Sentences in the controversial military trial of 20 leading Muslim Brotherhood figures arrested a year ago on charges of seeking to revive the activities of the outlawed group were originally scheduled to be handed down on 30 July. Yet on that day, an army officer at the Haikstep military camp, where trials of suspected extremists have been conducted since 1992, informed reporters without elaboration that the pronouncement had been deferred until 3 September. On Sunday, an officer announced to the dozens of family members and reporters who gathered outside the military camp that there would be still another postponement, this time until 7 November.

Lawyers defending the 20 suspects, all prominent figures at professional syndicates such as lawyers and engineers, argued that the second postponement confirmed their belief that this is a "political trial". The lawyers allege that the government was determined not to allow any prominent Brotherhood figure to contest the upcoming Bar Association elections _ the date for which has not yet been set _ or the general election during the second half of October.

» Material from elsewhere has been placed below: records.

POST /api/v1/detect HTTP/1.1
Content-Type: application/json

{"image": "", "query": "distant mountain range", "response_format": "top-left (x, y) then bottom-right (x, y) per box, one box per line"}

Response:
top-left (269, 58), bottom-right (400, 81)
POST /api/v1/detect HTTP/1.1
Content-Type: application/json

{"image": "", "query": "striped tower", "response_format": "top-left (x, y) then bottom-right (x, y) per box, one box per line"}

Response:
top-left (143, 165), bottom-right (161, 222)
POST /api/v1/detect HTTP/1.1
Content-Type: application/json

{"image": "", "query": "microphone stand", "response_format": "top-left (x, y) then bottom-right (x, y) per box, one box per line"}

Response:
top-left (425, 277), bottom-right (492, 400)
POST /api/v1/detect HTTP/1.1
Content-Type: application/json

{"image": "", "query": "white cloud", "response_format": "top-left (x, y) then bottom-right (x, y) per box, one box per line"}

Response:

Essam El-Eryan, a Brotherhood figure who was released earlier this year after spending five years in jail, was quoted as saying that he feared the government might arrest more Brotherhood figures ahead of the parliamentary elections. Reports of the arrests of Brotherhood figures nearly all over the country in recent months appear frequently in national and opposition newspapers.

For this reason, the group's leadership has been keeping a low profile, delaying until the last minute the release of the names of its election candidates. Members were also ordered to refrain from holding pre-election coordination meetings so that they may not be arrested by police on the charge of seeking to revive the group's activities. Furthermore, Brotherhood officials said they would not field more than 80 candidates in the parliamentary elections, nearly half the number of those who contested the last elections of 1995.

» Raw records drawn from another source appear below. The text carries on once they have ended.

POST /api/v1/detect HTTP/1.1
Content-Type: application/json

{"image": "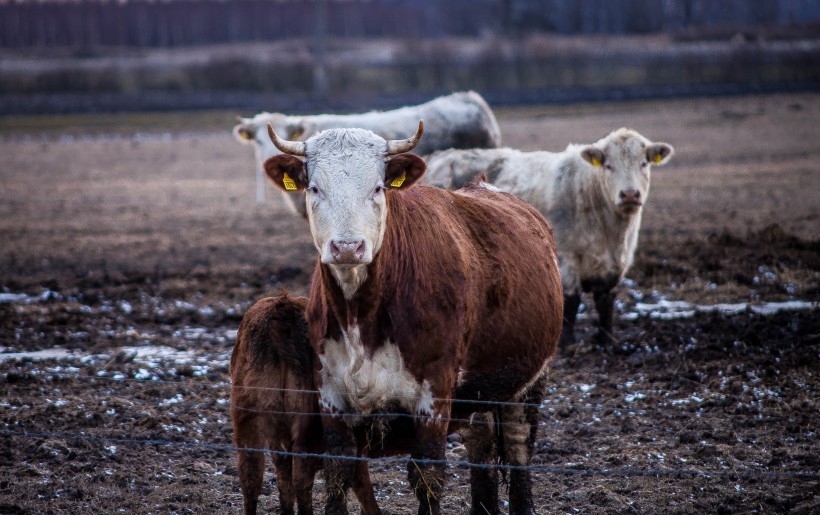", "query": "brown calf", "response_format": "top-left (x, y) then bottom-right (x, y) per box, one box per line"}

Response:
top-left (230, 293), bottom-right (408, 514)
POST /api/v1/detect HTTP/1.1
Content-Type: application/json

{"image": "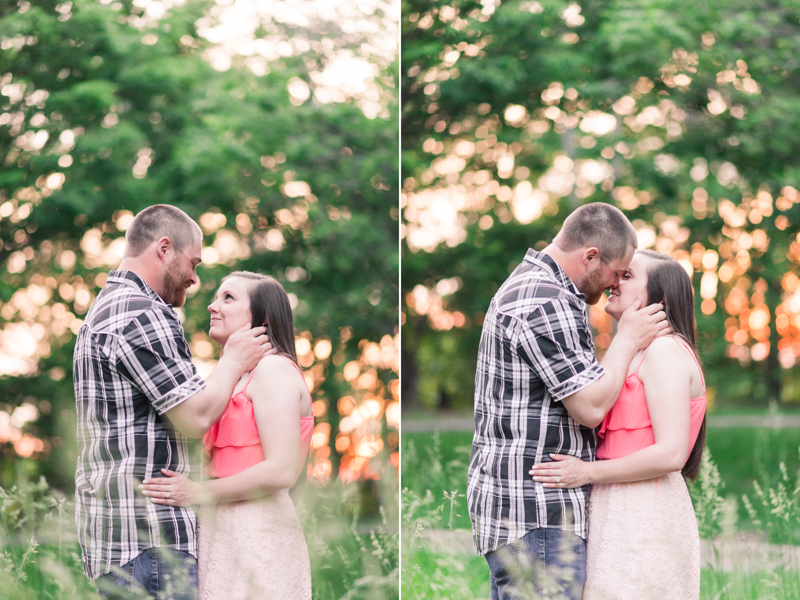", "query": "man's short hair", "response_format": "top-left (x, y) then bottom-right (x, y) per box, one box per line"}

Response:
top-left (554, 202), bottom-right (639, 263)
top-left (125, 204), bottom-right (202, 257)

Ahead of the 1995 ballot, authorities launched the largest ever crackdown against the previously tolerated group, arresting more than 100 of its members and referring them to military trials. The group's leadership apparently wanted to demonstrate to the government that it nevertheless remained strong, and fielded 150 candidates. All but one were unsuccessful.

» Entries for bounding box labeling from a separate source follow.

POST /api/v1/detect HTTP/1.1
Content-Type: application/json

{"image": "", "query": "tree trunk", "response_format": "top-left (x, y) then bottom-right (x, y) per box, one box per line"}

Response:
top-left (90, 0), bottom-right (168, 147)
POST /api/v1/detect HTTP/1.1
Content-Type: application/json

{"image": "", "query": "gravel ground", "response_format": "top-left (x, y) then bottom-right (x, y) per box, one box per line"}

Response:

Meanwhile, the order of the Political Parties Committee to freeze the activities of the Islamist-oriented Labour Party _ which has been in alliance with the Brotherhood since 1987 _ dealt another blow to the group. The Brotherhood had reportedly made use of the Labour Party's offices all over the country. Moreover, its leaders used to regularly publish articles in Labour's mouthpiece, Al-Shaab, making it possible for the group to address its sympathisers despite the fact that it does not enjoy legal status.

The 20 Brotherhood figures on trial were arrested in mid-October while partaking in a meeting of members of several professional syndicates. They included former MP and member of the Bar Association's council, Mukhtar Nouh. After two months in detention, they appeared in court on 25 December. Their military trial has been the longest since the government started referring militants to military tribunals as part of a broader strategy of combating violence.

An informed judicial source told Al-Ahram Weekly that Sunday's postponement was due to the fact that one of the judges on the panel was suffering from health problems. He expected the judge to recover by 7 November, the new date set for the pronouncement.